We featured a recipe from my friend Angelina and her daughter Sofia a few weeks ago. The dish was for a gorgeous Summer Fiesta Salad (See July 15th, 2011) full of tomatoes, cucumbers and other seasonal vegetables. The best part about the post was that it came with about five other recipes. A truly authentic Italian cook, Angelina doesn't do anything on the small side. As I originally mentioned, she made about six dishes for one meal and sent them all to me. In other words, she made six entrees for dinner one night. Figuring our readers were like myself, I broke up the recipes understanding that we'd all probably not make them for one sitting. I'm just not that ambitious in the kitchen–Maybe Angelina can help me with that. So, as promised, I'm delivering you one of those great dishes here today. It's her version of mac and cheese, and her daughter Sofia gobbles up.
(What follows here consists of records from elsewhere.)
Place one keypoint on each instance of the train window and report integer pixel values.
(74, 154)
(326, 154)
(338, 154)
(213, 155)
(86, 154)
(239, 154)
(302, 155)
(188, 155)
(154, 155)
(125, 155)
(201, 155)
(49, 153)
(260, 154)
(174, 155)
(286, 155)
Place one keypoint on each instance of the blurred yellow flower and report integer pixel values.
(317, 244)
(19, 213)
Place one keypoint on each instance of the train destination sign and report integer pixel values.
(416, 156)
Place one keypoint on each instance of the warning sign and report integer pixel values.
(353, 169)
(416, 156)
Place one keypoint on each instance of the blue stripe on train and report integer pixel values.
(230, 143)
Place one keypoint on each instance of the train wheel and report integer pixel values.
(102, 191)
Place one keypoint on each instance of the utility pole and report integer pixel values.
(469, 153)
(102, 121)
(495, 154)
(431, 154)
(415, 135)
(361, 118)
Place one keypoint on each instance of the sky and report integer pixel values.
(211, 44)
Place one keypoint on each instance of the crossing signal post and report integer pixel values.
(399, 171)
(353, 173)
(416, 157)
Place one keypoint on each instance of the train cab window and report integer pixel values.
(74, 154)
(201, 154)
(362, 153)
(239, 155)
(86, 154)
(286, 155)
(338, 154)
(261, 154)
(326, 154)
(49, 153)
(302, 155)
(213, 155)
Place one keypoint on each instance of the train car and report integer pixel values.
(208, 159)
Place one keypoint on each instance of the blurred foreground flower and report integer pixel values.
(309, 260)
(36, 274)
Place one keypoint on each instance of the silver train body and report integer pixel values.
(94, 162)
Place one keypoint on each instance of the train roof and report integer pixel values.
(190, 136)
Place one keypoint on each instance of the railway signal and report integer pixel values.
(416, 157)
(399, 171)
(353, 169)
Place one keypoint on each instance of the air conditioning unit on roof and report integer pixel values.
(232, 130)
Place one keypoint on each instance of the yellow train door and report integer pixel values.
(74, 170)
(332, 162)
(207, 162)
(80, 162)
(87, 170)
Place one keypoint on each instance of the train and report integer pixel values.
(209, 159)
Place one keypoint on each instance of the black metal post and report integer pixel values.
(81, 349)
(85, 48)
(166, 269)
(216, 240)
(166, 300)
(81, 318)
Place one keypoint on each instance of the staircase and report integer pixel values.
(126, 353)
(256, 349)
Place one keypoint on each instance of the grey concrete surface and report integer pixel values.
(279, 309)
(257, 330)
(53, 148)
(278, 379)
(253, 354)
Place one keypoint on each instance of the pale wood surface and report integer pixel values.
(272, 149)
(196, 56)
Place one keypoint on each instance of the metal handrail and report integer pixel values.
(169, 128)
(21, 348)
I promise. She sent a picture to prove it.
Italian Mac and Cheese
1 lb. mini bow tie pasta
2 tablespoons extra virgin olive oil
3 cloves garlic
1/2 cup fresh shaved parmesan
1/4 teaspoon sea salt
Cook pasta according to package directions. Rinse and drain.
While warm, place pasta in large bowl and, using a small cheese grater, shave the garlic into the dish. Mix in cheese and salt and serve.
The real question isn't "Does this appeall to kids who are used to the cheesy variety?" but "Did Sofia eat this whole bowl?" I'm guessing yes. You?